Land of the free, home of the Sioux

By Shawna Daly
Special to The Communitarian

The Dakota Access Pipeline (DAPL) is unearthing the ageold question of oil and water. It has been referred to as the “black snake,” burrowing through sacred land and brushing alongside Cannonball, N.D. where the Mississippi River meets the Standing Rock Reservation. The Sioux [soo] people want to protect their homeland and their surrounding hunting ground.

The placement of the pipeline is the foremost concern during early planning stages of the DAPL, and the historical and cultural legitimacy of the sacred land seems a good place to start. Experts say there has been no deliberation regarding the impact of the pipeline on the Sioux people.

Dave Archambault II, chairman of the Standing Rock Sioux Tribe, offered this statement regarding the DAPL in August: “Our basic position is that the Corps of Engineers has failed to follow the law and has failed to consider the impacts of the pipeline on the Standing Rock Sioux Tribe.”

The Natural Environmental Policy Act (NEPA) assures that all branches of government give proper consideration prior to undertaking any major federal action that significantly affects the environment. Because of this, the proposed pipeline route currently undergoes inspection.

Determining the cultural significance of an area is a threestep process: pre-field research studies, a review of historical literature, and relevant resources to determine points of interest for inspection.

Next, the reconnaissance inventory finds areas with high cultural resource concentration.

Lastly, an intensive cultural resource inventory is conducted by historians, archaeologists, and other specialists in search for artifacts.

“The [Iowa] Chapter is disappointed that the permit fails to require Dakota Access to complete an environmental and archaeological study,” the Sierra Club reported.

The tribe filed a court complaint in the case of Standing Rock Sioux Tribe v. U.S. Army Corps of Engineers to officiate a temporary restraining order.

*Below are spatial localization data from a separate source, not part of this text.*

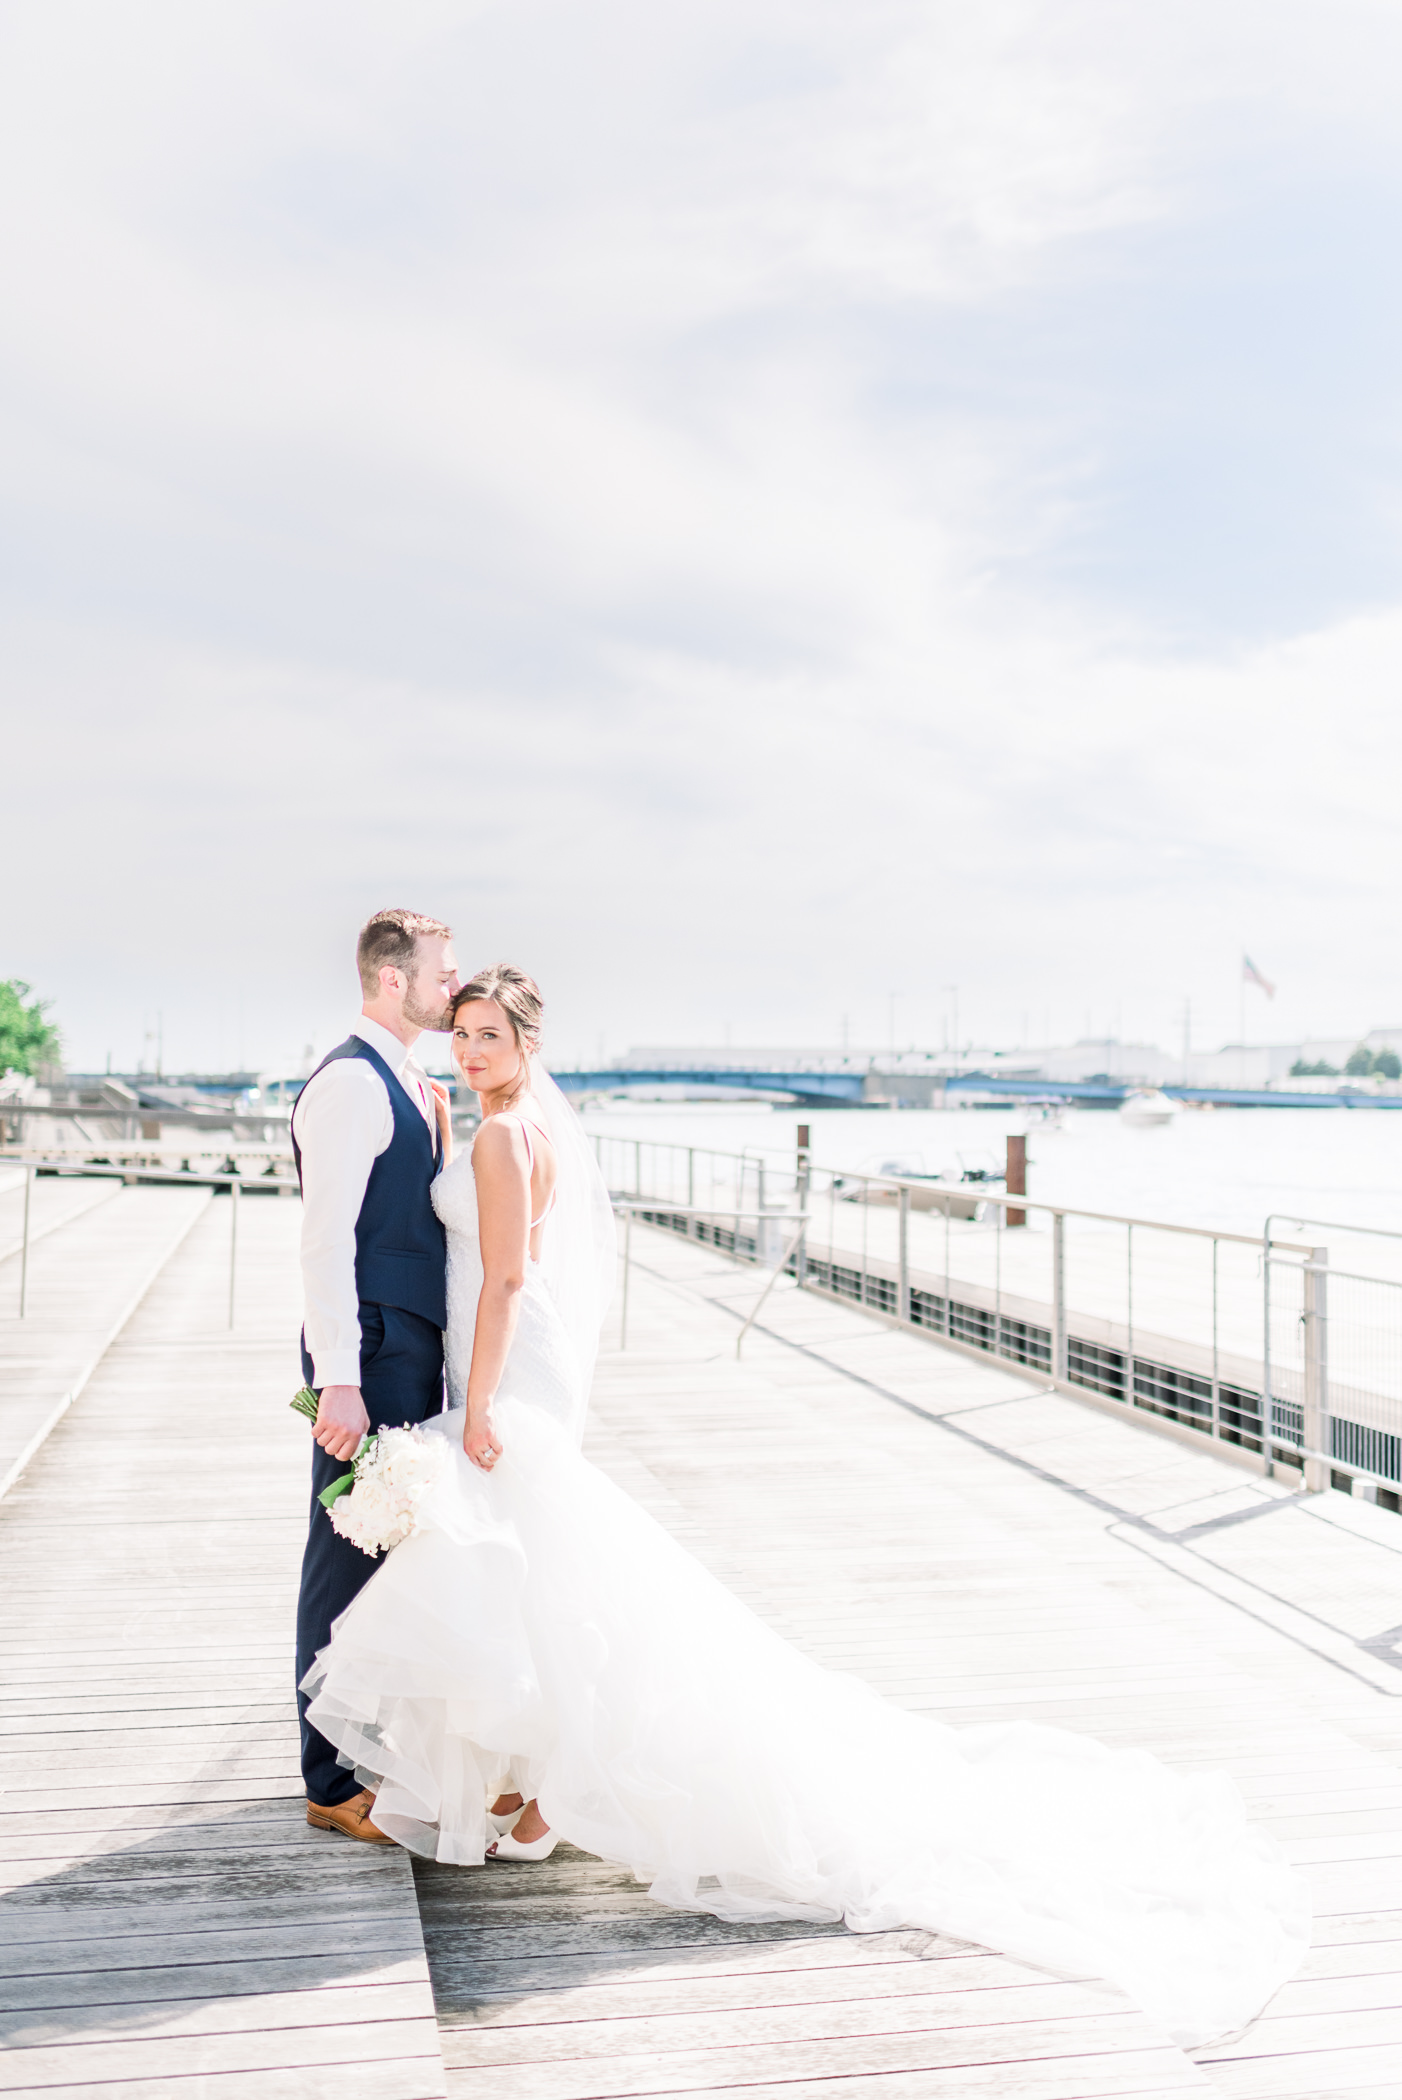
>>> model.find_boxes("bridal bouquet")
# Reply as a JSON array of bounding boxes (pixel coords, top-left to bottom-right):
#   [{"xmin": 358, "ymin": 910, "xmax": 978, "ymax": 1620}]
[{"xmin": 290, "ymin": 1387, "xmax": 449, "ymax": 1558}]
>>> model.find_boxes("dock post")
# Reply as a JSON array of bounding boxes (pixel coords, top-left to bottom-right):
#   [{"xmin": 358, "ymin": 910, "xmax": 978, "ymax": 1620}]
[
  {"xmin": 18, "ymin": 1164, "xmax": 33, "ymax": 1318},
  {"xmin": 619, "ymin": 1210, "xmax": 633, "ymax": 1351},
  {"xmin": 994, "ymin": 1200, "xmax": 1003, "ymax": 1357},
  {"xmin": 228, "ymin": 1178, "xmax": 240, "ymax": 1330},
  {"xmin": 1052, "ymin": 1212, "xmax": 1066, "ymax": 1381},
  {"xmin": 943, "ymin": 1206, "xmax": 951, "ymax": 1336},
  {"xmin": 1211, "ymin": 1238, "xmax": 1221, "ymax": 1444},
  {"xmin": 1006, "ymin": 1133, "xmax": 1026, "ymax": 1227},
  {"xmin": 795, "ymin": 1126, "xmax": 809, "ymax": 1290},
  {"xmin": 1125, "ymin": 1223, "xmax": 1134, "ymax": 1403},
  {"xmin": 1302, "ymin": 1247, "xmax": 1329, "ymax": 1491},
  {"xmin": 898, "ymin": 1185, "xmax": 910, "ymax": 1324}
]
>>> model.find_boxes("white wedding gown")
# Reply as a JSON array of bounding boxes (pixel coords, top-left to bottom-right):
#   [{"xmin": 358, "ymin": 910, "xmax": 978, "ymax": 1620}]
[{"xmin": 301, "ymin": 1114, "xmax": 1309, "ymax": 2049}]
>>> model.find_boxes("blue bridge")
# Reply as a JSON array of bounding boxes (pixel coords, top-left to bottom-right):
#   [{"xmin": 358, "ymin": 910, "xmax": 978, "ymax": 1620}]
[
  {"xmin": 551, "ymin": 1067, "xmax": 1402, "ymax": 1111},
  {"xmin": 551, "ymin": 1067, "xmax": 868, "ymax": 1106}
]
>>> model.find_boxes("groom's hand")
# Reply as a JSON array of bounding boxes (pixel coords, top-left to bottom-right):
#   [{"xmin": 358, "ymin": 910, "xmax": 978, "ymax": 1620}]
[{"xmin": 315, "ymin": 1385, "xmax": 370, "ymax": 1462}]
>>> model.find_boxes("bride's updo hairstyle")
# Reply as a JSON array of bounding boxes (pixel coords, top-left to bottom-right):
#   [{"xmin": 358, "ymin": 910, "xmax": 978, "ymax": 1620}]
[{"xmin": 449, "ymin": 964, "xmax": 544, "ymax": 1103}]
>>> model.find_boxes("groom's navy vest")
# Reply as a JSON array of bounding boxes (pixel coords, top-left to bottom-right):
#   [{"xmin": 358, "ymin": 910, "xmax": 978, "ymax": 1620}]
[{"xmin": 292, "ymin": 1035, "xmax": 448, "ymax": 1331}]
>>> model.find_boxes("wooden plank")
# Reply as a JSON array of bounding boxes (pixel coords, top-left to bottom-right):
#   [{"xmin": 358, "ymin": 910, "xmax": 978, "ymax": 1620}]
[
  {"xmin": 0, "ymin": 2070, "xmax": 444, "ymax": 2100},
  {"xmin": 430, "ymin": 1947, "xmax": 1066, "ymax": 2020},
  {"xmin": 0, "ymin": 1919, "xmax": 429, "ymax": 1978},
  {"xmin": 438, "ymin": 1985, "xmax": 1158, "ymax": 2061},
  {"xmin": 0, "ymin": 2017, "xmax": 446, "ymax": 2088},
  {"xmin": 2, "ymin": 1980, "xmax": 436, "ymax": 2048},
  {"xmin": 432, "ymin": 2032, "xmax": 1209, "ymax": 2100},
  {"xmin": 0, "ymin": 1834, "xmax": 367, "ymax": 1880},
  {"xmin": 646, "ymin": 2085, "xmax": 1203, "ymax": 2100},
  {"xmin": 422, "ymin": 1924, "xmax": 974, "ymax": 1997},
  {"xmin": 1, "ymin": 1866, "xmax": 429, "ymax": 1944},
  {"xmin": 414, "ymin": 1909, "xmax": 855, "ymax": 1967},
  {"xmin": 1194, "ymin": 2046, "xmax": 1402, "ymax": 2098},
  {"xmin": 3, "ymin": 1953, "xmax": 429, "ymax": 2015}
]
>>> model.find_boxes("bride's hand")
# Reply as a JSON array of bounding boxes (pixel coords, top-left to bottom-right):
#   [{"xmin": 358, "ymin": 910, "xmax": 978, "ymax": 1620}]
[
  {"xmin": 429, "ymin": 1079, "xmax": 454, "ymax": 1163},
  {"xmin": 464, "ymin": 1409, "xmax": 502, "ymax": 1472}
]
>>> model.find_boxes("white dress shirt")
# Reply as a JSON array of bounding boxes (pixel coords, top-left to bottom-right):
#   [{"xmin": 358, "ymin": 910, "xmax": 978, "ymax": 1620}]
[{"xmin": 293, "ymin": 1017, "xmax": 438, "ymax": 1387}]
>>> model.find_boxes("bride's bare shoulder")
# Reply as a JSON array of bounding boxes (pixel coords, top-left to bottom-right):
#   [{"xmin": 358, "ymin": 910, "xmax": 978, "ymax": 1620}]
[
  {"xmin": 472, "ymin": 1115, "xmax": 528, "ymax": 1166},
  {"xmin": 472, "ymin": 1113, "xmax": 557, "ymax": 1187}
]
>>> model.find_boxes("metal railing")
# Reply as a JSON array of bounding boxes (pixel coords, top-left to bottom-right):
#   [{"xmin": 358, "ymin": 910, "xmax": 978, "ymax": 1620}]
[
  {"xmin": 1264, "ymin": 1213, "xmax": 1402, "ymax": 1500},
  {"xmin": 1, "ymin": 1157, "xmax": 297, "ymax": 1329},
  {"xmin": 592, "ymin": 1132, "xmax": 1402, "ymax": 1499},
  {"xmin": 611, "ymin": 1203, "xmax": 808, "ymax": 1354}
]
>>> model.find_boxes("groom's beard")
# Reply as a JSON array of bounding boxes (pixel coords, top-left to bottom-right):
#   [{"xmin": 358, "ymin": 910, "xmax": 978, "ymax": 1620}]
[{"xmin": 403, "ymin": 988, "xmax": 452, "ymax": 1032}]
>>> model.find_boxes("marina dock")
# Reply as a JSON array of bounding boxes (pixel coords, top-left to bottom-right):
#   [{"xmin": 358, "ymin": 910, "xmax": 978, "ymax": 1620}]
[{"xmin": 5, "ymin": 1192, "xmax": 1402, "ymax": 2094}]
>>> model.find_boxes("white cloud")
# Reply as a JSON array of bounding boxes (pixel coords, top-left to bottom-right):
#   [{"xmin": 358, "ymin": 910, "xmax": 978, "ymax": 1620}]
[{"xmin": 4, "ymin": 1, "xmax": 1402, "ymax": 1069}]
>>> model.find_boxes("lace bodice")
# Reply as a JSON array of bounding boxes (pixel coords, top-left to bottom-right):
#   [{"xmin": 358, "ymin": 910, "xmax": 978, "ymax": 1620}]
[{"xmin": 431, "ymin": 1145, "xmax": 584, "ymax": 1441}]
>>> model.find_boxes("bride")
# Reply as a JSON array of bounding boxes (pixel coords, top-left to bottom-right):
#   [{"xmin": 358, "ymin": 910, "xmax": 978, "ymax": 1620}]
[{"xmin": 301, "ymin": 963, "xmax": 1308, "ymax": 2049}]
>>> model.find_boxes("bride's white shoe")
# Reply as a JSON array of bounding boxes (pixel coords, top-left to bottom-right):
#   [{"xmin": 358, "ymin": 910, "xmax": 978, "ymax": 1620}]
[
  {"xmin": 487, "ymin": 1824, "xmax": 558, "ymax": 1862},
  {"xmin": 486, "ymin": 1803, "xmax": 523, "ymax": 1836}
]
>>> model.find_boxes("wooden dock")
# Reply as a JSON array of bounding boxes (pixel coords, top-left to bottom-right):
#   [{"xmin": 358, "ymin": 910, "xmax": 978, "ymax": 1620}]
[
  {"xmin": 6, "ymin": 1197, "xmax": 1402, "ymax": 2096},
  {"xmin": 424, "ymin": 1226, "xmax": 1402, "ymax": 2099},
  {"xmin": 0, "ymin": 1172, "xmax": 212, "ymax": 1496},
  {"xmin": 0, "ymin": 1188, "xmax": 445, "ymax": 2098}
]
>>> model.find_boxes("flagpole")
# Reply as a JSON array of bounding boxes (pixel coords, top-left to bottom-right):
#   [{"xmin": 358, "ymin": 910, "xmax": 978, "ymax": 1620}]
[
  {"xmin": 1239, "ymin": 963, "xmax": 1245, "ymax": 1089},
  {"xmin": 1182, "ymin": 996, "xmax": 1190, "ymax": 1086}
]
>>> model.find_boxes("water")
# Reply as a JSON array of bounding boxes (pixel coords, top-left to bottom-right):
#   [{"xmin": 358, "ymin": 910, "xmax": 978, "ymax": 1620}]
[{"xmin": 579, "ymin": 1099, "xmax": 1402, "ymax": 1241}]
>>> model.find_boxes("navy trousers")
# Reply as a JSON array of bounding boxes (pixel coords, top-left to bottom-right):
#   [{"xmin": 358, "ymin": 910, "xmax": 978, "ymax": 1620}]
[{"xmin": 296, "ymin": 1301, "xmax": 445, "ymax": 1805}]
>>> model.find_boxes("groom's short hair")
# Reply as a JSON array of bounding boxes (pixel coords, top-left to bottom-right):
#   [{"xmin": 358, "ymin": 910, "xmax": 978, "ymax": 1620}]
[{"xmin": 357, "ymin": 908, "xmax": 454, "ymax": 995}]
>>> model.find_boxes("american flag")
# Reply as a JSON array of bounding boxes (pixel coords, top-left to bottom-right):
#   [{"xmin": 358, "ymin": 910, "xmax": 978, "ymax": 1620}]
[{"xmin": 1242, "ymin": 954, "xmax": 1276, "ymax": 1000}]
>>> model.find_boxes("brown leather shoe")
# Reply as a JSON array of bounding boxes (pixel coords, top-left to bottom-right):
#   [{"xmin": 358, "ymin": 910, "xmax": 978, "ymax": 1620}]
[{"xmin": 306, "ymin": 1786, "xmax": 395, "ymax": 1844}]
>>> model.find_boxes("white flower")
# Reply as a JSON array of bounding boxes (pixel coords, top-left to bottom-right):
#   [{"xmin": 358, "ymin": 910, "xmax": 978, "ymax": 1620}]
[{"xmin": 327, "ymin": 1424, "xmax": 449, "ymax": 1557}]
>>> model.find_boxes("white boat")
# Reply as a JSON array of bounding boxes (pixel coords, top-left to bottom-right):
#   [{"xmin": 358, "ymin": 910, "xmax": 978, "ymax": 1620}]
[
  {"xmin": 1120, "ymin": 1088, "xmax": 1178, "ymax": 1128},
  {"xmin": 834, "ymin": 1153, "xmax": 995, "ymax": 1218}
]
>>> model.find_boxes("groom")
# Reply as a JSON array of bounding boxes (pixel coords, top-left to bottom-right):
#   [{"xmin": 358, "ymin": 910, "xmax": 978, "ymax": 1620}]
[{"xmin": 292, "ymin": 907, "xmax": 459, "ymax": 1841}]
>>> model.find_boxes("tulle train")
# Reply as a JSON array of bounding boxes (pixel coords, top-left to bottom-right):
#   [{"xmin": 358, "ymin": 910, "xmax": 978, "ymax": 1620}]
[{"xmin": 302, "ymin": 1402, "xmax": 1309, "ymax": 2047}]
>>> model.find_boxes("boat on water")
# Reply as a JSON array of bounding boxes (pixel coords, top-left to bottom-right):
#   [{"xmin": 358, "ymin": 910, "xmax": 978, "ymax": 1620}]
[
  {"xmin": 1120, "ymin": 1088, "xmax": 1178, "ymax": 1128},
  {"xmin": 834, "ymin": 1151, "xmax": 999, "ymax": 1219}
]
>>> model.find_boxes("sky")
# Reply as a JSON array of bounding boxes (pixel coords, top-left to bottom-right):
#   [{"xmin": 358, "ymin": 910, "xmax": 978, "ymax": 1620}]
[{"xmin": 6, "ymin": 0, "xmax": 1402, "ymax": 1073}]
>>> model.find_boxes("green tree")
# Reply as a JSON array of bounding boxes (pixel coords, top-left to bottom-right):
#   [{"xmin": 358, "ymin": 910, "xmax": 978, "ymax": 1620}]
[
  {"xmin": 1345, "ymin": 1044, "xmax": 1374, "ymax": 1076},
  {"xmin": 1377, "ymin": 1049, "xmax": 1402, "ymax": 1081},
  {"xmin": 0, "ymin": 980, "xmax": 60, "ymax": 1076},
  {"xmin": 1290, "ymin": 1058, "xmax": 1339, "ymax": 1077}
]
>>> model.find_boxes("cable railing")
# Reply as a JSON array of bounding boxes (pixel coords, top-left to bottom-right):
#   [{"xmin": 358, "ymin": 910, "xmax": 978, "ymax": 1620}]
[
  {"xmin": 593, "ymin": 1131, "xmax": 1402, "ymax": 1508},
  {"xmin": 11, "ymin": 1133, "xmax": 1398, "ymax": 1505},
  {"xmin": 0, "ymin": 1156, "xmax": 293, "ymax": 1328},
  {"xmin": 611, "ymin": 1204, "xmax": 809, "ymax": 1355}
]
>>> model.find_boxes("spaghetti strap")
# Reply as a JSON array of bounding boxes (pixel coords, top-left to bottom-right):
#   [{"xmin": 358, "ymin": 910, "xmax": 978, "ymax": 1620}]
[
  {"xmin": 514, "ymin": 1114, "xmax": 535, "ymax": 1177},
  {"xmin": 503, "ymin": 1111, "xmax": 556, "ymax": 1230}
]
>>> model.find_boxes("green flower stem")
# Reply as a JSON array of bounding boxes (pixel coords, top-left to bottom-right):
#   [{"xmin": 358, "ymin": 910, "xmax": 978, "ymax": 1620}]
[
  {"xmin": 294, "ymin": 1386, "xmax": 375, "ymax": 1509},
  {"xmin": 290, "ymin": 1385, "xmax": 320, "ymax": 1424},
  {"xmin": 316, "ymin": 1431, "xmax": 377, "ymax": 1511}
]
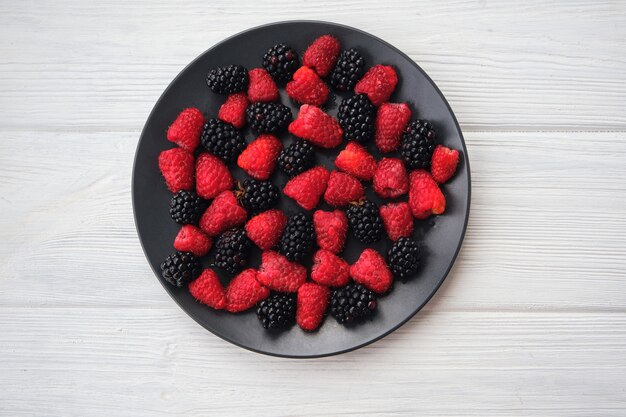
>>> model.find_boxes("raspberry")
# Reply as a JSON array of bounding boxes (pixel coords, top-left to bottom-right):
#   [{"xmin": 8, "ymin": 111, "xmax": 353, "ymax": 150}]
[
  {"xmin": 283, "ymin": 166, "xmax": 330, "ymax": 210},
  {"xmin": 372, "ymin": 158, "xmax": 409, "ymax": 198},
  {"xmin": 346, "ymin": 200, "xmax": 383, "ymax": 244},
  {"xmin": 245, "ymin": 209, "xmax": 287, "ymax": 251},
  {"xmin": 286, "ymin": 66, "xmax": 329, "ymax": 106},
  {"xmin": 334, "ymin": 142, "xmax": 377, "ymax": 181},
  {"xmin": 277, "ymin": 139, "xmax": 315, "ymax": 177},
  {"xmin": 374, "ymin": 102, "xmax": 412, "ymax": 153},
  {"xmin": 257, "ymin": 293, "xmax": 297, "ymax": 330},
  {"xmin": 225, "ymin": 269, "xmax": 270, "ymax": 313},
  {"xmin": 431, "ymin": 145, "xmax": 460, "ymax": 183},
  {"xmin": 158, "ymin": 148, "xmax": 194, "ymax": 193},
  {"xmin": 380, "ymin": 202, "xmax": 414, "ymax": 241},
  {"xmin": 167, "ymin": 107, "xmax": 205, "ymax": 152},
  {"xmin": 313, "ymin": 209, "xmax": 348, "ymax": 254},
  {"xmin": 189, "ymin": 269, "xmax": 226, "ymax": 309},
  {"xmin": 235, "ymin": 179, "xmax": 279, "ymax": 213},
  {"xmin": 169, "ymin": 190, "xmax": 205, "ymax": 225},
  {"xmin": 324, "ymin": 171, "xmax": 364, "ymax": 207},
  {"xmin": 354, "ymin": 65, "xmax": 398, "ymax": 106},
  {"xmin": 237, "ymin": 134, "xmax": 282, "ymax": 181},
  {"xmin": 278, "ymin": 212, "xmax": 316, "ymax": 263},
  {"xmin": 206, "ymin": 64, "xmax": 248, "ymax": 94},
  {"xmin": 311, "ymin": 249, "xmax": 350, "ymax": 287},
  {"xmin": 246, "ymin": 102, "xmax": 292, "ymax": 134},
  {"xmin": 297, "ymin": 282, "xmax": 330, "ymax": 331},
  {"xmin": 200, "ymin": 118, "xmax": 246, "ymax": 162},
  {"xmin": 199, "ymin": 190, "xmax": 247, "ymax": 237},
  {"xmin": 388, "ymin": 237, "xmax": 420, "ymax": 279},
  {"xmin": 195, "ymin": 153, "xmax": 233, "ymax": 199},
  {"xmin": 408, "ymin": 170, "xmax": 446, "ymax": 219},
  {"xmin": 174, "ymin": 224, "xmax": 212, "ymax": 257},
  {"xmin": 256, "ymin": 250, "xmax": 307, "ymax": 293},
  {"xmin": 263, "ymin": 43, "xmax": 300, "ymax": 82},
  {"xmin": 160, "ymin": 251, "xmax": 201, "ymax": 287},
  {"xmin": 213, "ymin": 228, "xmax": 251, "ymax": 275},
  {"xmin": 303, "ymin": 35, "xmax": 341, "ymax": 77},
  {"xmin": 247, "ymin": 68, "xmax": 279, "ymax": 102},
  {"xmin": 330, "ymin": 282, "xmax": 376, "ymax": 325},
  {"xmin": 218, "ymin": 93, "xmax": 248, "ymax": 129},
  {"xmin": 288, "ymin": 104, "xmax": 343, "ymax": 149},
  {"xmin": 401, "ymin": 120, "xmax": 436, "ymax": 170},
  {"xmin": 350, "ymin": 248, "xmax": 393, "ymax": 294},
  {"xmin": 329, "ymin": 48, "xmax": 365, "ymax": 92},
  {"xmin": 337, "ymin": 94, "xmax": 376, "ymax": 143}
]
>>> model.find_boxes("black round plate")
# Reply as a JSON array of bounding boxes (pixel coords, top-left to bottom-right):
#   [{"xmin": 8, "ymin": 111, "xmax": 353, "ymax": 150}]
[{"xmin": 132, "ymin": 21, "xmax": 470, "ymax": 358}]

The case argues, “The construction and operation of the pipeline, as authorized by the Corps, threatens the Tribe’s environmental and economic well-being, and would damage and destroy sites of great historic, religious, and cultural significance to the Tribe.”

Since the start of the peaceful protests, spiritual sanctuaries, burial grounds, ancient cairns and stone prayer rings have been bulldozed over, the tribe claims. An oil spill would further devastate the cherished landscape.

Evaluation of the Clean Water Act was cited in the court complaint as a legal and ethical deterrent against the pipeline. Specifically, any discharge of pollutants such as dredged material is not permitted in U.S. waters to protect biological integrity. Permits for construction near watersheds are administered in the case that they,  “will cause only minimal adverse environmental effects when performed separately, and will have only minimal cumulative adverse effect on the environment.”

Even if the DAPL doesn’t directly impose on the Standing Rock Reservation, the resounding effects of an oil spill would indefinitely impact the sacred landscape.

America has more than twomillion miles of pipeline for the transport of oil and petroleum, according to Pipeline and Hazardous Materials Safety Administration.

The Energy Transfer Crude Oil Company (ETCO) is head of operations for the pipeline. Their mission statement claims to move oil in a “…cost-effective, safer and environmentally responsible manner,” and the U.S. Dept. of Transportation (DOT) believes pipelines to be the safest means of resource transport.

Yet DOT admits that unintentional release of hazardous liquid from the pipeline can, “… impact surrounding populations, property, and the environment, and may result in injuries or fatalities as well as property and environmental damage, impact wildlife, or contaminate drinking water supplies… and have significant economic effects such as: business interruptions; damaged infrastructure; and interruption in the supplies of fuel such as natural gas, gasoline, home heating oil, etc.”

DAPL’s projected costs amount to $3.8 billion, according to ETCO. Since 1996, the company has had 11,199 reported incidents, 360 fatalities, and spent $6.8 billion in incident related costs.